Pöbel hier bitte nicht andere Leute voll! Was sind denn das für Manieren?
Die ursprüngliche Frage von HansguckindieLuft war doch recht sachlich und vorsichtig gestellt, finde ich. Und ist doch durchaus legitim. Was daraus dann aber gemacht wurde... naja #d 

Kann mal bitte ein Mod einschreiten und diese Beleidigung entfernen?


----------



## kiepenangler (26. Februar 2006)

*AW: Schnelle Boote, große Dorsche*



			
				Zopenhunter schrieb:
			
		

> Kann mal bitte ein Mod einschreiten und diese Beleidigung entfernen?


könntest du hier mal bitte lieber was zum thema schreiben!


----------



## Zopenhunter (26. Februar 2006)

*AW: Schnelle Boote, große Dorsche*



			
				kiepenangler schrieb:
			
		

> könntest du hier mal bitte lieber was zum thema schreiben!



Klar: Wunderschöne Dorsche, tolles Boot, Petri Heil! :g


----------



## Das_Lo (26. Februar 2006)

*AW: Schnelle Boote, große Dorsche*

Das hier immer die Threads kaputt genörgelt werden, ist das Langeweile?!
Diskussionen solcher Art langweilen.
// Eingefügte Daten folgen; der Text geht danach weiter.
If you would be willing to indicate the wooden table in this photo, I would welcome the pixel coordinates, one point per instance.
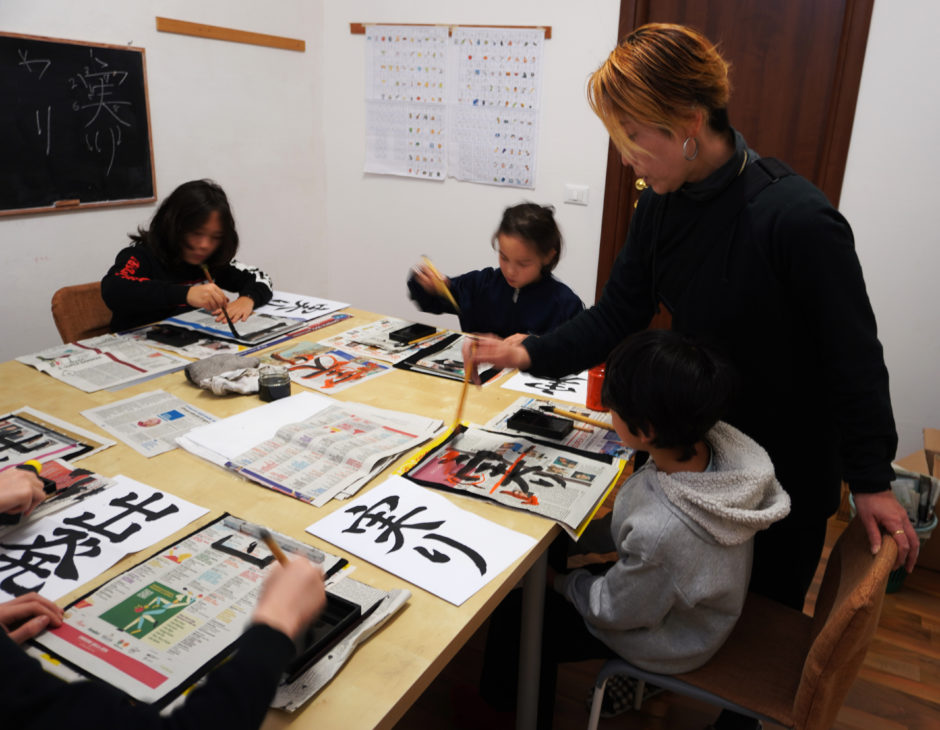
(390, 671)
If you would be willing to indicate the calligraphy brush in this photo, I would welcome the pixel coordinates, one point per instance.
(273, 546)
(440, 283)
(577, 417)
(466, 384)
(205, 270)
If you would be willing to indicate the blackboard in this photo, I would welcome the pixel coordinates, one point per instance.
(74, 125)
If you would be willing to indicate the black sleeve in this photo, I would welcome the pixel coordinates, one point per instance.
(136, 283)
(246, 281)
(815, 253)
(235, 696)
(625, 307)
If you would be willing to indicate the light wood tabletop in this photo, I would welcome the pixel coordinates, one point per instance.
(390, 671)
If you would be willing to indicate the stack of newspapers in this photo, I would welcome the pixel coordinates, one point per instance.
(309, 446)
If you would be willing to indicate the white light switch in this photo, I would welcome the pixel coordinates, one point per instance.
(576, 194)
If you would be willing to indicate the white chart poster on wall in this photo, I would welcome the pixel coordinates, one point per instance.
(405, 103)
(465, 107)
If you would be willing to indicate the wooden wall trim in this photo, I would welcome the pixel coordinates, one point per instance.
(846, 82)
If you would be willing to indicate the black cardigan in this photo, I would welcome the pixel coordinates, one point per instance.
(140, 288)
(779, 289)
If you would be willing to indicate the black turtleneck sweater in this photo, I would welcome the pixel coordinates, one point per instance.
(775, 283)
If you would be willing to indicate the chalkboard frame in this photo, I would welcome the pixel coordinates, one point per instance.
(73, 204)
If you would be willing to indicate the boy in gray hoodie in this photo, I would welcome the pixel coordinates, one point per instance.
(683, 527)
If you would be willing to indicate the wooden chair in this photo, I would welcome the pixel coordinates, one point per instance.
(780, 665)
(80, 312)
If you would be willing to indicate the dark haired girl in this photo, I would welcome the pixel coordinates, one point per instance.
(161, 273)
(521, 296)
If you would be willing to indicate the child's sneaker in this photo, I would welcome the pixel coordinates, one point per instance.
(620, 695)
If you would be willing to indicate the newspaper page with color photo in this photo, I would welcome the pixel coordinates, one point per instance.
(336, 450)
(102, 362)
(150, 422)
(551, 480)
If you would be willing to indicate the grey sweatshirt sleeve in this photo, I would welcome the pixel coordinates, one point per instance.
(632, 594)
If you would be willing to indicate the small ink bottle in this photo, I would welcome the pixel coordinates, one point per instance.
(273, 383)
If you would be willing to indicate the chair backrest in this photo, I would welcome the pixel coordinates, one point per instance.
(844, 623)
(80, 312)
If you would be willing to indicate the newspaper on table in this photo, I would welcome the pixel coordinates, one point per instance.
(444, 358)
(334, 450)
(333, 453)
(555, 481)
(73, 485)
(107, 361)
(201, 348)
(27, 434)
(325, 369)
(60, 552)
(299, 306)
(256, 329)
(150, 422)
(372, 341)
(582, 436)
(151, 630)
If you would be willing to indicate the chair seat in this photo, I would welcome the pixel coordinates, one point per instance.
(79, 312)
(766, 682)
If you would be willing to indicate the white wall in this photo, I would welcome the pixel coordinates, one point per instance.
(247, 116)
(283, 132)
(890, 198)
(378, 226)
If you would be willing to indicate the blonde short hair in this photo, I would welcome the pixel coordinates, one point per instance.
(658, 75)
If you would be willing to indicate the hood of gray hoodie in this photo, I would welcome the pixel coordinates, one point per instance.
(735, 499)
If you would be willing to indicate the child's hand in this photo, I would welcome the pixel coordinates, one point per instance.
(239, 310)
(291, 597)
(497, 352)
(206, 296)
(20, 491)
(428, 279)
(26, 616)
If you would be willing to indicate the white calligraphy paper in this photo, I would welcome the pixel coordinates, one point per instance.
(571, 388)
(59, 553)
(299, 306)
(423, 538)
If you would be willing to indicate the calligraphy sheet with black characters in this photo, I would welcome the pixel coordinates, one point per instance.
(372, 341)
(325, 369)
(444, 358)
(108, 361)
(423, 538)
(568, 387)
(555, 481)
(299, 306)
(256, 329)
(62, 551)
(583, 436)
(72, 485)
(27, 434)
(156, 628)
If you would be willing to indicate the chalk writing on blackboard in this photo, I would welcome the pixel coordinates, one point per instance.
(78, 127)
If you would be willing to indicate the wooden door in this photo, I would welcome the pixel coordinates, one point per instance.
(795, 72)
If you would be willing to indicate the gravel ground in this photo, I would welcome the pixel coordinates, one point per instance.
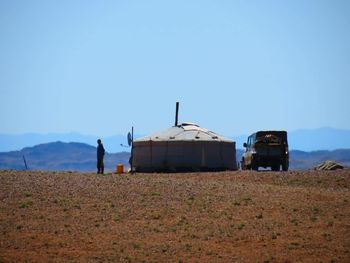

Man muss mal was sagen dürfen (Kritik) aber alles danach stinkt!


----------



## HansguckindieLuft (26. Februar 2006)

*AW: Schnelle Boote, große Dorsche*

Es tut mir Leid ich kann nicht verstehen warum ich als Sack oder sonstwas bezeichnet werde.
Meine Frage ist sachlich gestellt und berechtigt. Fische sind nun mal eben nicht nur totzuknüppeln sondern auch abzustechen. So stehts im Gesetz und ich halte mich daran.
Wenn ihr meint, daß wäre Schwachsinn und ihr machts anders, bitte, aber es macht die Sache nicht besser.
Wer sich auf die Fahne schreibt ein guter Angler zu sein und naturbewusst zu Fischen, der möge sich doch bitte an rudimentäre Praktiken halten.


----------



## Meeresangler_Schwerin (26. Februar 2006)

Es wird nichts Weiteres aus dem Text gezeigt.